I feel like Piedmont is my A-Team. All of the doctors, nurses, and personnel who have taken care of me has been phenomenal no matter which campus or office I’ve been in. We have learned as a family to trust in them. I’ve learned to look at doctors' visits and routine hospital visits as seeing my “friends”, after years they get to know you, watch your kids grow up, wipe your tears and give you hugs.

It's our lives we're fighting for!

Initially, Johnny and I went to Emory and met with a cardiothoracic surgeon that, after reviewing my PET scan, explained that I wasn’t a candidate for surgery and he wouldn’t perform it because he wouldn’t be helping me. After that, I completed a few weeks of traditional chemo which failed me because my tumors increased in size.
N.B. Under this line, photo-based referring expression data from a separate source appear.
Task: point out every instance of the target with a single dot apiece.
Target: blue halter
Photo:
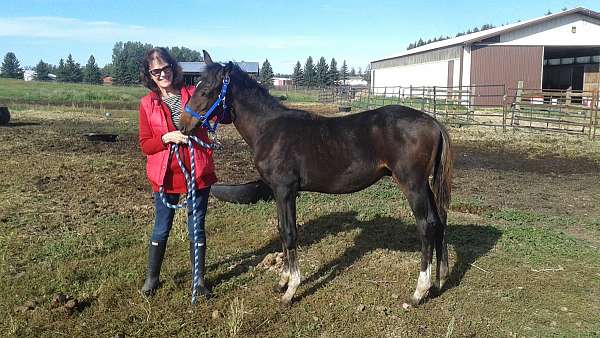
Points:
(205, 119)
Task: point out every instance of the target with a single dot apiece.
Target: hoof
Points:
(149, 288)
(285, 303)
(279, 289)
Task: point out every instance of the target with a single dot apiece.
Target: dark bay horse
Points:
(295, 150)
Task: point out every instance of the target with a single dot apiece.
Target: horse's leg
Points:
(285, 273)
(286, 214)
(422, 204)
(441, 255)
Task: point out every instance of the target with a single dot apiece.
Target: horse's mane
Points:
(259, 95)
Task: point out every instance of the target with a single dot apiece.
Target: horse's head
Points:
(208, 91)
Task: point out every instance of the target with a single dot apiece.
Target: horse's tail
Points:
(442, 176)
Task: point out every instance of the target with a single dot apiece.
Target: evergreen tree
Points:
(91, 72)
(127, 59)
(10, 67)
(61, 72)
(266, 74)
(334, 75)
(298, 76)
(184, 54)
(321, 72)
(344, 72)
(41, 71)
(310, 75)
(73, 70)
(108, 70)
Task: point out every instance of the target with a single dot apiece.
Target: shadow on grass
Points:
(19, 124)
(468, 241)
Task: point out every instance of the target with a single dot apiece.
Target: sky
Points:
(283, 32)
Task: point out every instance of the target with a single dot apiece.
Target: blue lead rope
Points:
(205, 118)
(191, 198)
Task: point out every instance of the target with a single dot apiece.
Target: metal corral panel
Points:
(425, 57)
(505, 65)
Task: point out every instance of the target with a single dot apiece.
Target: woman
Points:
(158, 131)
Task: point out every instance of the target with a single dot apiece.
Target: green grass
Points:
(69, 94)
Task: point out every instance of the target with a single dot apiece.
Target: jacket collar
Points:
(185, 92)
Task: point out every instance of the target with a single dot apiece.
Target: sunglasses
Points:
(156, 72)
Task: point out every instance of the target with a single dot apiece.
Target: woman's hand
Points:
(176, 137)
At this time, my oncologist Dr. Tran recommended trying a new immunotherapy and I agreed it was worth a try. I was approved for Opdivo because it was a second-line treatment at the time because conventional chemo failed. We then began Opdivo every other week. I did that for about 3.5 years. Within the last 1.5 years, it was approved to be given every 4 weeks, so that’s my regimen now. We have to advocate and be up to date because it's our lives we're fighting for!

A 'story of us, not I'

Every day since my diagnosis, cancer is in our lives and things will never be as they were before. We now have a new normal such as tons of doctor visits, test results, and the need to be super aware of germs that can make me more ill than my family because my immune system is weaker.

My family has been with me every step of the way. Johnny pushed me to not give up and keep hope alive. He encourages me through the good days and the bad days. Avery (our son) gives me the strength to fight on to see the milestones he will surpass. We have been through the darkest days together.
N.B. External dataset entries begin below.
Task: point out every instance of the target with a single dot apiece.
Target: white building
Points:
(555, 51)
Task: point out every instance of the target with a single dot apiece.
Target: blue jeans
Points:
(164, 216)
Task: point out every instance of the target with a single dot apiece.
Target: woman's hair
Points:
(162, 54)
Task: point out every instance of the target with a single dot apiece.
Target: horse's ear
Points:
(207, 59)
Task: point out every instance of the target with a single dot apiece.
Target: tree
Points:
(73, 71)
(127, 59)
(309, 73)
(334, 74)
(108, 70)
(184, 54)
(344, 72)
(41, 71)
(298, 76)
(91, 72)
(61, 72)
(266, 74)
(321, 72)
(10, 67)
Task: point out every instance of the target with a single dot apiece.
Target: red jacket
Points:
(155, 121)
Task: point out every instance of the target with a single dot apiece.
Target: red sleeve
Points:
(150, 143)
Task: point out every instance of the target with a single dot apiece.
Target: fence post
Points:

I tell myself that they both need me, as they both remind me daily. They give me support, unconditional love, and the “motivation” to keep fighting. I’m often reminded by extended family and friends that God has a plan for me and “my story” because He keeps waking me up, I’m not done yet, so I talk to everyone.

Creating Jessi's Journey

At the beginning of my diagnosis, I didn’t know where to begin. I was struggling with how to make transportation arrangements since cancer left me weak and disabled. Family helped as much as possible. Medical transport helped if I booked trips for 3 weeks in advance.

In March 2017, Piedmont Henry arranged for Samantha Mixon to come up and meet me. She introduced me to the world of online support. I joined several groups, the survivors in them know exactly where you are to some degree. They often understand feelings and situations others don’t. They also usually have information they will gladly share if you just ask. You can often find support in these groups.

I feel like encouraging and helping others is why I’m here. So far, I’ve shocked my care team because honestly, they didn’t think I’d make it this far. That helped inspire me to reach out to others. I started to tell my own story because I want to advocate and raise awareness.

My page as well as others are safe places to share how you feel or comment about your experience. I started Jessi’s Journey on Facebook so that I could share my story and encourage others to fight-on. I encourage followers to share my story and posts so that it may help others.

Advice to others living with lung cancer

Never let anyone give you an expiration date. Surround yourselves with the ones you love. Tell your story because you never know who you’re helping. Keep your faith. “Fight on because Cancer Sucks!”

Reach out to your oncology social worker at your cancer center, they can usually help with resources, ask for them.